The zombies are coming!
Tonight Season 3 of Z Nation, a Washington Filmworks incentive project filmed in Washington State, will premiere on Syfy Channel. The two-hour special will bring back the scrappy band of survivors of the zombie apocalypse as they race through the country desperately seeking a cure for the flesh-eating, zombie-creating virus.
What will Season 3 have in store for viewers? Along with detailed character storylines, there will be a host of “new and unimaginable zombies,” says Marc Dahlstrom, Production Supervisor for Z Nation. “Bedazzled zombies, seaweed zombies…if you could think of a kind of zombie, we’re doing it.”
For the past three years the cast and crew of Z Nation has been based out of Spokane, using the North by Northwest offices as their headquarters and filming in such locations as Eastern State Hospital, Riverfront Park, and on the Palouse, as well as many others. The production has helped expand the industry in that corner of the state, contributing dollars into the local economy and employing a workforce of hundreds of people.
This season, Z Nation gathered their undead and travelled to Snohomish County, specifically the towns of Index and Everett, to shoot some key scenes.
“Snohomish County has some amazing locations. Shooting here really adds things we haven’t seen in our show before,” said Karl Schaefer, writer and co-creator of the show. The Snohomish scenes will air in December.

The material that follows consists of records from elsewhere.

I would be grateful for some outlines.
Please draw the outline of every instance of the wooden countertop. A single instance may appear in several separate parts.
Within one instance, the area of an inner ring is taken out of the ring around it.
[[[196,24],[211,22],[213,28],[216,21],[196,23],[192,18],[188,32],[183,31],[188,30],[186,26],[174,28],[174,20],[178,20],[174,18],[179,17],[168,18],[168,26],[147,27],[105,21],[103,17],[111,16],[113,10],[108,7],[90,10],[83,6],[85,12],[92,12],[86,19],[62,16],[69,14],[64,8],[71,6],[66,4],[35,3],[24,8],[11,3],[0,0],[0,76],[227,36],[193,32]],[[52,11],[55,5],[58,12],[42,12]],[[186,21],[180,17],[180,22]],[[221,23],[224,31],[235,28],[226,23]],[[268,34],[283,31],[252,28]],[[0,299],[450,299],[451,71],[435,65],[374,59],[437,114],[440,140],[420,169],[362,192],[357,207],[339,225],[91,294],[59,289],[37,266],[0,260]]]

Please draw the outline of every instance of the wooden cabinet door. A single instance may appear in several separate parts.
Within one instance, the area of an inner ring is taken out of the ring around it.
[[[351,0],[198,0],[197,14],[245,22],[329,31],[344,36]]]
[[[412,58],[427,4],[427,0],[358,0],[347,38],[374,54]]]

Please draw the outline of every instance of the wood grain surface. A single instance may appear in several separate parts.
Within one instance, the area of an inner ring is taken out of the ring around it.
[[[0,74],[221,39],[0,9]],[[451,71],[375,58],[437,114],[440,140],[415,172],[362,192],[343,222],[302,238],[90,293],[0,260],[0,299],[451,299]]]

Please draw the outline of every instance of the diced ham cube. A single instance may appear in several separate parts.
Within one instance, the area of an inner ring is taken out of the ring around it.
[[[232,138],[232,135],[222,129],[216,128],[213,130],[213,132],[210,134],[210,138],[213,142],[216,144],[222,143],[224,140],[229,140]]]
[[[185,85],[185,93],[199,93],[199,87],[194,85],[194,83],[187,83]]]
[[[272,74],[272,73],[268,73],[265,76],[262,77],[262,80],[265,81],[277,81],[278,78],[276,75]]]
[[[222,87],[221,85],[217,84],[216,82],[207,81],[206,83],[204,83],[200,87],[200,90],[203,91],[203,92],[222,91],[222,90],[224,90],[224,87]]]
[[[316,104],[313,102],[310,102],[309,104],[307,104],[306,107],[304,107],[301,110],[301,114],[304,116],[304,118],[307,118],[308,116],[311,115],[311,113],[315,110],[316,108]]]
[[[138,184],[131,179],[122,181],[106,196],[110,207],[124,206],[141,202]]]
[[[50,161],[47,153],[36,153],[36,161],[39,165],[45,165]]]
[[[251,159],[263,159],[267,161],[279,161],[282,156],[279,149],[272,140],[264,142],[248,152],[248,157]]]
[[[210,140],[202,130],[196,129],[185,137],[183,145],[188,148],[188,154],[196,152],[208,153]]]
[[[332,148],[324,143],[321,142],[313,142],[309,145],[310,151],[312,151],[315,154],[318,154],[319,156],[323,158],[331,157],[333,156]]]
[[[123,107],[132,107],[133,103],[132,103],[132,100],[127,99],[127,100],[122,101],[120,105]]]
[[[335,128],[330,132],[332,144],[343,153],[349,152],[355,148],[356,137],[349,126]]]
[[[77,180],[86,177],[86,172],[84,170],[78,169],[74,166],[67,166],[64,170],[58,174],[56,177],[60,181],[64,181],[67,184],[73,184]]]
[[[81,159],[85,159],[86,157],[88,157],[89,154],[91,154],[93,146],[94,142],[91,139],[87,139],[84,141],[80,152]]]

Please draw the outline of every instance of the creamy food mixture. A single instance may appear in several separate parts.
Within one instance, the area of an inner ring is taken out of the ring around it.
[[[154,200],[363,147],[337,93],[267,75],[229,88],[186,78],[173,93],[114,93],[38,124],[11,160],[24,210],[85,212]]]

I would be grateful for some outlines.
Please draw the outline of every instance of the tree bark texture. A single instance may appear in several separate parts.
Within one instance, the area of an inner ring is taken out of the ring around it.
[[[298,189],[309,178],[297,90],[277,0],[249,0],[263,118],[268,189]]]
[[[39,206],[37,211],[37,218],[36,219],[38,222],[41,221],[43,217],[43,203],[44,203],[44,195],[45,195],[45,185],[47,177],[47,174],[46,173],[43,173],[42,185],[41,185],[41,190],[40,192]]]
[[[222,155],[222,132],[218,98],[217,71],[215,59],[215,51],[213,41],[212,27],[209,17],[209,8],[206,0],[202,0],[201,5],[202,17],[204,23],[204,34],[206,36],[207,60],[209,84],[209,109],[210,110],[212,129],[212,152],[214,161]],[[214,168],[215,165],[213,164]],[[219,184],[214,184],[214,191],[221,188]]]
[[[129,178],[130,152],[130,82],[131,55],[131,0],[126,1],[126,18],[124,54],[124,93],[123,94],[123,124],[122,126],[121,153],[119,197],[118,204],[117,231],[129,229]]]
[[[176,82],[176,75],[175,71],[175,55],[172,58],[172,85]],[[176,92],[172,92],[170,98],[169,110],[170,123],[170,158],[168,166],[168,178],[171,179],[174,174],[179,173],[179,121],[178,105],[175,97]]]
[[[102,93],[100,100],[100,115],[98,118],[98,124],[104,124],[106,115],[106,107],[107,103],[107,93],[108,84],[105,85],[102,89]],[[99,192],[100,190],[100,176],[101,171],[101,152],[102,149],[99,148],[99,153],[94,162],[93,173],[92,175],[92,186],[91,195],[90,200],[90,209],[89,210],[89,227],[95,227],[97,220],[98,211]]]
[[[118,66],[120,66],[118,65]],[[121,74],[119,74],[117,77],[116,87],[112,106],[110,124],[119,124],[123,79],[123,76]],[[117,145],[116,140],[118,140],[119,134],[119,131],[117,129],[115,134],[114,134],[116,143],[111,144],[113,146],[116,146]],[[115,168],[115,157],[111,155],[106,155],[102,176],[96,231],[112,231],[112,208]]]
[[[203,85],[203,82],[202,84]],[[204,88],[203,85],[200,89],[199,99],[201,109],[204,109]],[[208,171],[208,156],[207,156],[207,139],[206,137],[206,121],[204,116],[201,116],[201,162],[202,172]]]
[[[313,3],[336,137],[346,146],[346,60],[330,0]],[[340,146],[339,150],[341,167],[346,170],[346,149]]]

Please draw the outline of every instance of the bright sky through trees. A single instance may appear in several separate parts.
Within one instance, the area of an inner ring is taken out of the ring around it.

“We wanted a little different look and wanted to get to a coastal area – the Sound, being by water, was important to us,” added Dahlstrom. “Everett, and Snohomish County in particular, offered us a location where we could achieve that goal. In one of the episodes we needed some wilderness and more trees and cliffs, and so getting out to Index offered us that.”
Staying within the county, Dahlstrom says, “made it nice and simple. I couldn’t say better things about Everett and Snohomish County, and all the folks we interacted with.”
“Everyone has been very welcoming and helpful, from the local government officials and municipal services, to local hotels and restaurants,” added Steve Graham, Z Nation producer.
Wendy (Becker) Poischbeg, the Economic and Cultural Development Manager for Snohomish County Executive Dave Somers, was able to visit the set of Z Nation in Index and Everett along with staff from Washington Filmworks earlier this week.
Poischbeg manages the Snohomish County Arts Commission and the Historic Preservation Commission, which includes developing the county’s Strategic Tourism Plan. One way that Poischbeg does this is by implementing the Tourism Promotion Area (TPA) grant, which brings more than an additional million dollars in annual revenue to Snohomish County.
The Tourism Promotion Area (TPA) grant, established by the lodging industry in 2012, solicits creative and tourism-focused projects that increase overnight stays in Snohomish County. The program is open to the public, who may apply to receive funding to support projects that range from outdoor recreation, sporting events, conventions and tradeshows, festivals, niche conferences and concerts that take place in and boost overnight stays anywhere in Snohomish County. More details and an application can be found here.
In 2016, according Poischbeg, 20 Tourism Promotion Area projects totaled over $764,000 in awards, and got combined with matching funds of nearly $6 million.
Snohomish County has benefited from hosting multiple incentive films through the TPA grant in the last four years as well, says Poischbeg. “Our Tourism Promotion Area (TPA) grant program has awarded over $300,000 in funding, which has provided economic benefit from increased employment and non-labor related expenses and spending for our community,” she explains. Poischbeg estimates that film projects such as The Architect, 7 Minutes and Z Nation have infused over 1.7 million dollars into the local economy.
Poischbeg says such film productions like Z Nation choose Snohomish County as an appealing place to film due to the county’s “distinct locations, architectural styles and authentic features.” There’s also less traffic and transportation challenges, expedited permitting and plenty of commercial and warehouse space available that can accommodate large and small film production.
And, she adds, “…the incentives didn’t hurt either.”